Другое дело, что он не остановился ни на одной из школ тогдашней мысли. Вопросы, которые он им ставил, были безжалостно прямы. Жизнью и интересами ее возрастания, заверяли философии жизни, исподволь диктуются все идеи и нормы. Но если жизнь лишь обслуживается ковыляющей следом за ней мыслью, то что можно сказать о ее смысле? Из чьих сомнительных рук философ жизни взял право оборвать нить строжайшей понятийной логики, тянувшуюся через два с половиной тысячелетия западной метафизики, и завалить ее прозрачные бездны глыбами «переживаний»? Безусловные, пусть исторически преломленные нормы определяют поведение человека в истории, гласили философии ценностей.
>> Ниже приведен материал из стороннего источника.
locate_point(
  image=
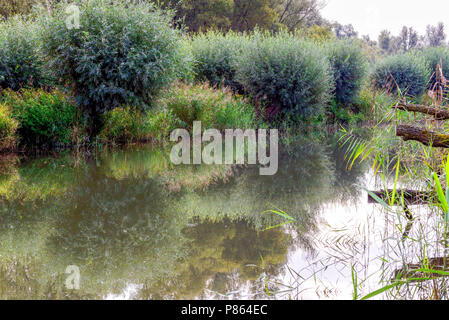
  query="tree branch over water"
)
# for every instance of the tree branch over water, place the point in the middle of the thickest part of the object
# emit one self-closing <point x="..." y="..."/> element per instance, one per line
<point x="426" y="137"/>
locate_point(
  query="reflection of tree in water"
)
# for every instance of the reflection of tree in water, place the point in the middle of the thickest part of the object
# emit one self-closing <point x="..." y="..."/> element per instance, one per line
<point x="122" y="221"/>
<point x="222" y="257"/>
<point x="118" y="231"/>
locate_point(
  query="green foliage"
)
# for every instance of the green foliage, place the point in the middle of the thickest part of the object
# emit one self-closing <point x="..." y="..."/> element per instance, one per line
<point x="437" y="56"/>
<point x="238" y="15"/>
<point x="44" y="117"/>
<point x="407" y="72"/>
<point x="19" y="64"/>
<point x="214" y="55"/>
<point x="349" y="66"/>
<point x="8" y="128"/>
<point x="289" y="75"/>
<point x="124" y="124"/>
<point x="179" y="106"/>
<point x="10" y="8"/>
<point x="123" y="53"/>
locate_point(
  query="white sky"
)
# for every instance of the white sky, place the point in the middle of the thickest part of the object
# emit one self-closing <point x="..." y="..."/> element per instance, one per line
<point x="372" y="16"/>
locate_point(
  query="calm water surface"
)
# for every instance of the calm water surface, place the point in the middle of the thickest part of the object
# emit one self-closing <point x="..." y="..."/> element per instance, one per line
<point x="139" y="228"/>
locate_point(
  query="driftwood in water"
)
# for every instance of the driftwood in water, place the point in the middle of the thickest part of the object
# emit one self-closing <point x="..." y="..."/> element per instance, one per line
<point x="437" y="113"/>
<point x="426" y="137"/>
<point x="411" y="197"/>
<point x="415" y="270"/>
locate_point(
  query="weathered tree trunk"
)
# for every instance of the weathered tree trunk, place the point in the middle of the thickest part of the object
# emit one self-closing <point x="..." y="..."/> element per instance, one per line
<point x="412" y="270"/>
<point x="426" y="137"/>
<point x="437" y="113"/>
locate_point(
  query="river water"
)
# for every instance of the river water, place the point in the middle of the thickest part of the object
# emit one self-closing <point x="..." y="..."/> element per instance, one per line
<point x="137" y="227"/>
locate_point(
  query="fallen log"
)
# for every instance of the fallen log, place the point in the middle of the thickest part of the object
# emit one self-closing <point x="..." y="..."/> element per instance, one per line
<point x="437" y="113"/>
<point x="411" y="197"/>
<point x="426" y="137"/>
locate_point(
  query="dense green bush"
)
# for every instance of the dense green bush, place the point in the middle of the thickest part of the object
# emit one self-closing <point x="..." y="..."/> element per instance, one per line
<point x="214" y="54"/>
<point x="179" y="106"/>
<point x="349" y="66"/>
<point x="125" y="124"/>
<point x="44" y="117"/>
<point x="290" y="75"/>
<point x="19" y="64"/>
<point x="407" y="72"/>
<point x="8" y="128"/>
<point x="123" y="53"/>
<point x="437" y="56"/>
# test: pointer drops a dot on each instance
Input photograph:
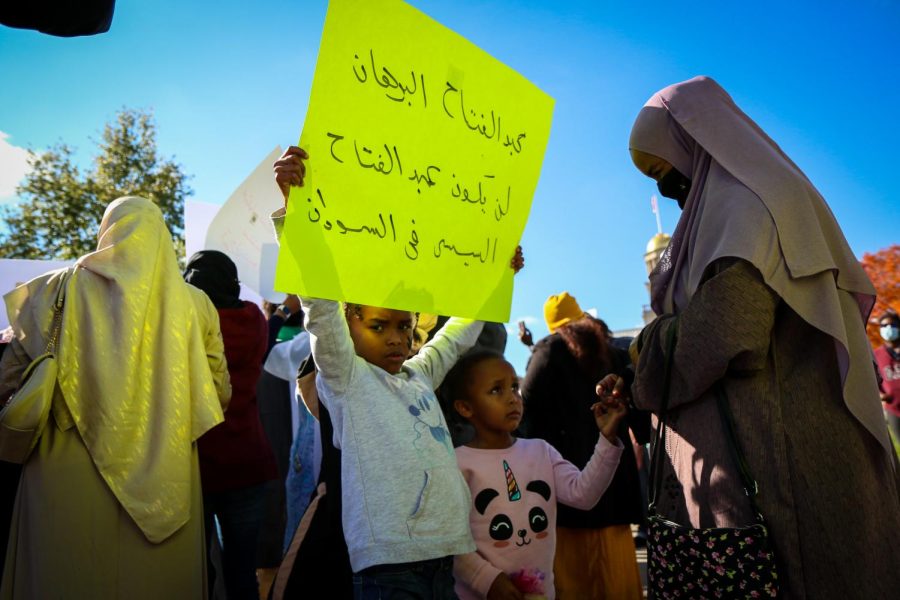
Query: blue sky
(230, 80)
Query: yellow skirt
(596, 564)
(70, 537)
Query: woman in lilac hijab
(770, 302)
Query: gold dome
(658, 242)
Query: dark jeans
(425, 580)
(240, 514)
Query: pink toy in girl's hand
(530, 582)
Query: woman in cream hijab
(770, 302)
(109, 502)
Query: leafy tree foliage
(883, 268)
(61, 207)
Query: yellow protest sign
(424, 156)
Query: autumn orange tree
(883, 268)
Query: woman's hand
(518, 260)
(614, 386)
(290, 170)
(608, 413)
(611, 408)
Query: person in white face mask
(888, 359)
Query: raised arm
(439, 355)
(583, 489)
(332, 347)
(726, 327)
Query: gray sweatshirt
(404, 498)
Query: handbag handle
(751, 488)
(53, 339)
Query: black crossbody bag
(718, 562)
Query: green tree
(61, 206)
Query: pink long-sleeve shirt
(513, 513)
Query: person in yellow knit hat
(595, 552)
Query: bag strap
(53, 339)
(751, 488)
(660, 439)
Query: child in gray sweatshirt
(405, 502)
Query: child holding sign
(405, 503)
(516, 483)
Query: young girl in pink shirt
(516, 483)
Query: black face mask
(674, 185)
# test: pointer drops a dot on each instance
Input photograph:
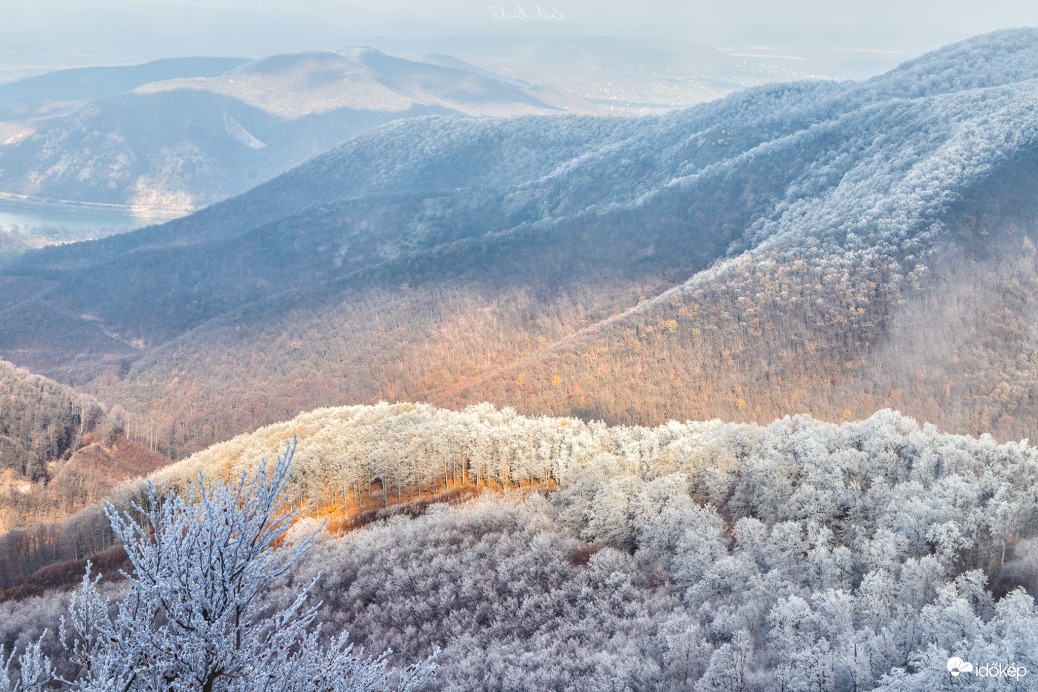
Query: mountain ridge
(802, 217)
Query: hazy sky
(57, 32)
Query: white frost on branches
(197, 616)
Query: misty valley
(679, 369)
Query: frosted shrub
(197, 616)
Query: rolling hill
(60, 450)
(819, 247)
(174, 136)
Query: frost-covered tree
(198, 615)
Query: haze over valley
(599, 362)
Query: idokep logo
(956, 666)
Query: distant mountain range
(820, 247)
(176, 135)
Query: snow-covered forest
(799, 555)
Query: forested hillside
(689, 556)
(829, 248)
(173, 136)
(60, 450)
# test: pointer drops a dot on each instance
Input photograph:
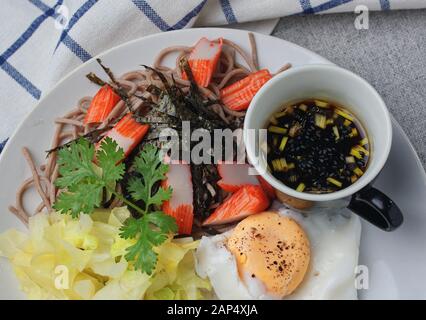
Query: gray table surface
(391, 55)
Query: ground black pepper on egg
(314, 152)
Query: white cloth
(42, 40)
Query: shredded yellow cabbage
(62, 258)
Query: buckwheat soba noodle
(135, 84)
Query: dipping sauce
(316, 146)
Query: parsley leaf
(85, 175)
(151, 168)
(150, 230)
(154, 227)
(82, 181)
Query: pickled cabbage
(62, 258)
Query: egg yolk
(272, 248)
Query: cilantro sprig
(86, 175)
(84, 181)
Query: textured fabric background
(391, 55)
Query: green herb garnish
(153, 227)
(87, 177)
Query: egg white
(334, 240)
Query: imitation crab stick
(102, 104)
(128, 133)
(235, 175)
(203, 60)
(269, 190)
(246, 201)
(180, 205)
(238, 95)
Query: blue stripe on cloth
(28, 33)
(150, 13)
(306, 6)
(39, 4)
(159, 22)
(228, 11)
(326, 6)
(75, 18)
(21, 80)
(193, 13)
(385, 4)
(2, 145)
(76, 48)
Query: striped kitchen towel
(43, 40)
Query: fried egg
(283, 255)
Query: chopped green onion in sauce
(316, 146)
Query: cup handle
(375, 207)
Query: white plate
(396, 261)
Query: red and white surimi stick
(203, 60)
(128, 133)
(246, 201)
(180, 206)
(238, 95)
(101, 106)
(235, 175)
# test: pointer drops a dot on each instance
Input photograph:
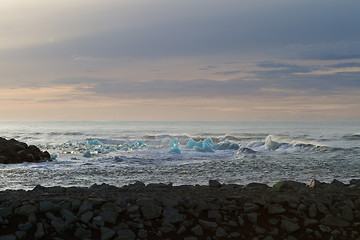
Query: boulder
(13, 151)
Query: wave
(66, 133)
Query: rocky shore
(287, 210)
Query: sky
(230, 60)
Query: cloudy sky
(180, 60)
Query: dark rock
(331, 220)
(13, 151)
(214, 184)
(314, 183)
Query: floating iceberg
(271, 144)
(227, 146)
(174, 147)
(201, 146)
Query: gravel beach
(287, 210)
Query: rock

Но если ценности существуют не только в нашем сознании, то что придает им цену? Человек, говорила философская антропология, носит в себе уникальную способность не вписываться ни в какую данность и всегда выходить за собственные пределы. Но если он должен сначала еще осуществиться как таковой, то в человеке ли существо человека? Для нас нет другой реальности, кроме осознаваемых нами ощущений, утверждали неоскептики Шуппе, Мах и Авенариус. Но разве осознание того факта, что в нашем сознании присутствуют ощущения, неважно какие, не есть уже выход из потока ощущений? И разве успехи наук не подтверждают правду старого аристотелевско–схоластического реализма: вне нас реальность не менее реальна, чем в нас? Призвание человека в том, напоминали экзистенциалисты, чтобы отстоять перед безличными стихиями и обобщенными идеями свою личность в драме ее неповторимого существования. Но как возможно рассмотрение экзистенции, которым занят экзистенциализм? Кто ее рассматривает? Она же сама в лице философа–исследователя. Что если этот ее новый самоанализ — лишь непонятое следствие сдвига в ее историческом бытии?